While she doesn’t expect any roads to close, Mazzotta and others do expect motorized users to be restricted most. The League lists off-road vehicles and grazing as “primary threats” to the area if not properly managed.

“The goal here is not to steamroll the motorized community; it’s trying to grab a better hold onto places where irresponsible motorized use is happening and to prevent that from happening into the future,” she said.

That doesn’t sit well with Greg Moore, vice president of the Southern Idaho Off Road Association, which visits Boulder-White Clouds annually.

“We are concerned about anything happening to it … ” Moore said. “Our club is losing a lot of trail, and so are the ATVers.”

Moore said it doesn’t matter how much his group argues with conservationists; they “don’t want motorized use anywhere.”

“They don’t know what they are talking about,” he said. “We have less weight per square inch than what a person on foot does. We’re a club that believes in our motto, which is ‘tread lightly.’ We have been taking care of the natural beauty and environment so that all of us can enjoy it.”

Snowmobile enthusiasts share those concerns, said Scott Chapman, Idaho representative of the Snowmobile Alliance of Western States.

They’d like the Boulder-White Clouds left alone. The League has promised its donors some action there, and this is its “last-ditch effort,” he said. He said he fears snowmobilers will be excluded from monument planning efforts.

Motorized use rules also affect hunters. About half of Idaho hunters rely on ATVs, said John Caywood, member of the new Sportsmen for Boulder-White Clouds group.

Caywood, a former Twin Falls resident, said he enjoys hunting and recreating in the Boulder-White Clouds, and the monument quest has increased his “thirst” for the area. A balance of motorized access and wilderness protection benefits big game habitat, he said.

“I’m trying to be practical about this,” Caywood said. “How can we have as many people out there having as much fun as they can?
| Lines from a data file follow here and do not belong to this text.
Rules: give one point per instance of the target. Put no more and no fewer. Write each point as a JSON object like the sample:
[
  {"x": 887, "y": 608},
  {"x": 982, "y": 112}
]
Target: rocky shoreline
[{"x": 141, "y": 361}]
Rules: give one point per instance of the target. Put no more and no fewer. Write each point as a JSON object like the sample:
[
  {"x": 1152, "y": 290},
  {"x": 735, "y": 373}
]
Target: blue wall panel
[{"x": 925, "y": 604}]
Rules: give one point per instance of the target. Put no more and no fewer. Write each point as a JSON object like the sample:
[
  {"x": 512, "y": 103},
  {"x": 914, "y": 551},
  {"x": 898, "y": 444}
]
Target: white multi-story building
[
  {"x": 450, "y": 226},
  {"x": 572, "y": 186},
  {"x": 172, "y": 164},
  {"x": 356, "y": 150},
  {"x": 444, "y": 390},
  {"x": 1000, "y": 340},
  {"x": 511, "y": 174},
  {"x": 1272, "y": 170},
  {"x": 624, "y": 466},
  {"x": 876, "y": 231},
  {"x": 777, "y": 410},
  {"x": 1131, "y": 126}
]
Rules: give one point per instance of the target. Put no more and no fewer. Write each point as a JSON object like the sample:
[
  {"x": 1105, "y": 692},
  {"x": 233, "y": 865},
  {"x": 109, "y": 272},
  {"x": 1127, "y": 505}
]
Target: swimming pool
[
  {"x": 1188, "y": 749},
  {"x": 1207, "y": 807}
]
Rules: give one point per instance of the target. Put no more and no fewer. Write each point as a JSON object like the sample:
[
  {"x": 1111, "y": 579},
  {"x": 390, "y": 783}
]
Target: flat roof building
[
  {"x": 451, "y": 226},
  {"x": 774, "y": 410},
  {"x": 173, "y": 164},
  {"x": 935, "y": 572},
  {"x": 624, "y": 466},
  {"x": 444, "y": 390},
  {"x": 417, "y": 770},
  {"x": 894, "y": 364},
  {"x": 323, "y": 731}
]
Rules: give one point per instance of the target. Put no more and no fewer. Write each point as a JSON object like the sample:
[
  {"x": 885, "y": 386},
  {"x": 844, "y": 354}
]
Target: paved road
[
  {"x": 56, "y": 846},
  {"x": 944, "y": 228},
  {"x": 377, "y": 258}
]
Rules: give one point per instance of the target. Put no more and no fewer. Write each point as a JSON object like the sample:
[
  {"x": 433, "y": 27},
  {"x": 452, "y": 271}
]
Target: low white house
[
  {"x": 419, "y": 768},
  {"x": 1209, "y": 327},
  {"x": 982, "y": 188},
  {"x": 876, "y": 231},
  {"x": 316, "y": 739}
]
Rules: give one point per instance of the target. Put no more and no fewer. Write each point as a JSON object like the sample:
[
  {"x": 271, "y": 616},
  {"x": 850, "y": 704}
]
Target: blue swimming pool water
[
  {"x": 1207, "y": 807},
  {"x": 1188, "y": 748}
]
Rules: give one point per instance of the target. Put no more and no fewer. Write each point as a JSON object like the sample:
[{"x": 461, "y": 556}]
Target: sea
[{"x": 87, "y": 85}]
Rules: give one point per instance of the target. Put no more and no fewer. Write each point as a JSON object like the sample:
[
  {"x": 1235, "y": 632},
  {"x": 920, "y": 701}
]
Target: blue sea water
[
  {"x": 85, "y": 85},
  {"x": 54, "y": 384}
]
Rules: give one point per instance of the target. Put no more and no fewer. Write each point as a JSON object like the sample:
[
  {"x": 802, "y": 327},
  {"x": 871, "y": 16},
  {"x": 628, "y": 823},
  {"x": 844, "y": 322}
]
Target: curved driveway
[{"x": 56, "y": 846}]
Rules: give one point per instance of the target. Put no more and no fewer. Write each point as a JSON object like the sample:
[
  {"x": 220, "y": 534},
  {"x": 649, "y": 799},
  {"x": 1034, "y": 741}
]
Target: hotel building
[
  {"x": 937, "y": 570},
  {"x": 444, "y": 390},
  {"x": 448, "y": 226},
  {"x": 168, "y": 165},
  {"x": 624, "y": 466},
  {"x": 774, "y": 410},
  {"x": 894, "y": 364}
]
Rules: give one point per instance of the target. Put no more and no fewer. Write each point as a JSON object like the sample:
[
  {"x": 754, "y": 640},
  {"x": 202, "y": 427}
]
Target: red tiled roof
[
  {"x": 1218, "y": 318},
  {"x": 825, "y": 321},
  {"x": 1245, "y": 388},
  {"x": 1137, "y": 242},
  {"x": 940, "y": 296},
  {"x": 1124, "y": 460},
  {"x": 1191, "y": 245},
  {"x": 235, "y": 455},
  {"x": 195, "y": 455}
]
Let’s enjoy it, use it, have it contribute to the economy and then have rules at some point that optimize the hunting and fishing.”

That can only be achieved if hunters and anglers get ahead of the discussion and influence the monument proclamation from the start, he said.

Whose experience?

That’s exactly why mountain bikers from the Wood River Valley have been flooding meetings about the Boulder-White Clouds, said Hailey resident Brett Stevenson.

While many mountain bikers share the environmental lobby’s concerns, and most agree that biking effects are comparable to those of horses or hikers, they struggle to address specific trail use, said Stevenson, executive director of the Wood River Bicycle Coalition.

The debate has come down to hikers’ experience versus that of mountain bikers.

“Well then we question why is it that non-motorized recreation might be closed out of this area … and it becomes an experience issue,” she said. “Some hikers feel like their hiking experience would be impaired if they saw a bicycle on the same trail.”

That’s “not a compelling enough” reason to close trails when hikers have no shortage of “primitive viewing opportunities” in Idaho wilderness, she said.

While many popular biking trails are outside the proposed monument’s border, several longer backcountry rides weave through it. Stevenson said those trails are self-limiting and should remain open, as they are unique to the state and “not your average ride.”

As a hiker who has tried twice to climb all of the area’s 11,000-foot peaks in one push, Matt Leidecker said he isn’t concerned about shifting of hiking trailheads or loss of access for foot traffic.

“I think it is going to open them up and, if anything, improve,” he said. “There will be more money, more interpretive information, and there will be a better condition of the trails and roads, I’d imagine.”

Regardless of the outcome, Stevenson said she’s excited to hear the debate.

“I spend as much time as I can in those mountains, and I think a lot of people here do the same … that’s why people are really coming out in droves for these public meetings, because it means so much for our quality of life but also our local economy. It is inspiring to see how much people are getting motivated by this topic.”